C’è un’app che mette in contatto artisti, creativi e imprese tra Europa e Stati Uniti

Si chiama LYNQ ed è già diffusa tra le principali capitali dell’occidente la piattaforma curatoriale che ambisce a colmare il vuoto relazionale che c’è nel paesaggio digitale contemporaneo

Nella società contemporanea la densità di stimoli non coincide più con la possibilità dell’incontro. Si attraversano quartieri, eventi, spazi culturali e città intere senza che ciò produca necessariamente relazioni. È proprio da qui nasce LYNQ, una piattaforma pensata come infrastruttura relazionale per chi lavora in ambito culturale.

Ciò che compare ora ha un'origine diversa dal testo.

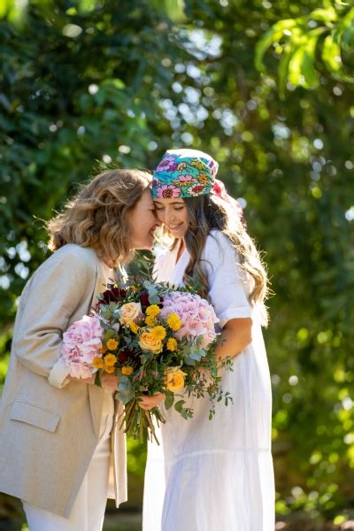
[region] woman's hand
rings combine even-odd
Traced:
[[[118,376],[104,373],[101,377],[101,383],[106,391],[116,391],[118,389]]]
[[[70,376],[70,380],[80,381],[80,383],[95,383],[95,376],[90,376],[89,378],[75,378],[74,376]]]
[[[143,395],[140,398],[139,405],[142,409],[149,411],[157,405],[159,405],[164,402],[165,396],[162,393],[157,393],[156,395]]]

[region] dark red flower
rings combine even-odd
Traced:
[[[133,350],[133,349],[129,349],[129,347],[126,347],[120,350],[118,355],[118,360],[119,363],[126,363],[127,361],[129,361],[130,363],[134,362],[135,366],[140,366],[142,365],[140,354],[135,350]]]
[[[142,293],[141,294],[139,298],[140,298],[142,306],[149,306],[149,304],[150,304],[149,293],[147,291],[142,291]]]
[[[126,296],[127,289],[123,289],[122,288],[111,288],[101,294],[99,302],[101,304],[109,304],[111,302],[117,303],[118,301],[126,298]]]

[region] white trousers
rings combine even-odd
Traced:
[[[100,440],[68,519],[22,500],[29,531],[102,531],[107,503],[113,415],[104,414]]]

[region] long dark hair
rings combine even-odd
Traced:
[[[238,215],[235,200],[230,198],[229,202],[226,202],[217,196],[204,195],[185,198],[184,202],[189,216],[189,227],[184,241],[190,255],[184,281],[196,276],[208,290],[202,252],[211,230],[221,231],[239,254],[241,267],[253,280],[250,302],[259,304],[262,324],[266,325],[268,313],[265,301],[269,293],[266,268],[253,240],[247,233],[244,221]]]

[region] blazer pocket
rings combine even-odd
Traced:
[[[55,432],[60,415],[29,402],[15,400],[10,411],[10,419]]]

L’app LYNQ che mette in contatto artisti, creativi e imprese

LYNQ si descrive come una curata casa globale: un ambiente digitale che mette in relazione artisti, creativi e imprenditori attraverso un sistema selettivo, costruito per favorire scambi reali e duraturi. Non visibilità fine a sé stessa, non autopromozione, né intrattenimento dettato da un algoritmo. Piuttosto, un luogo in cui il digitale torna a essere uno strumento per abilitare incontri nel mondo fisico.

La rete globale di LYNQ

Lanciata meno di un anno fa, LYNQ conta già oltre 20.000 membri distribuiti soprattutto tra Europa e Stati Uniti, con una presenza significativa in città come Londra, Berlino, Parigi, Milano, New York e Düsseldorf: la piattaforma si radica dove esistono ecosistemi culturali complessi, attraversati da una naturale osmosi tra produzione artistica, industria creativa e iniziativa imprenditoriale. I membri condividono progetti, lavori in corso, idee, ma segnalano anche eventi e partecipano ai Circles, gruppi tematici curati che spaziano dall’arte al design, dalla moda al cinema, dalla musica alla tecnologia. Da qui nascono conversazioni, collaborazioni e talvolta incontri spontanei nella vita reale.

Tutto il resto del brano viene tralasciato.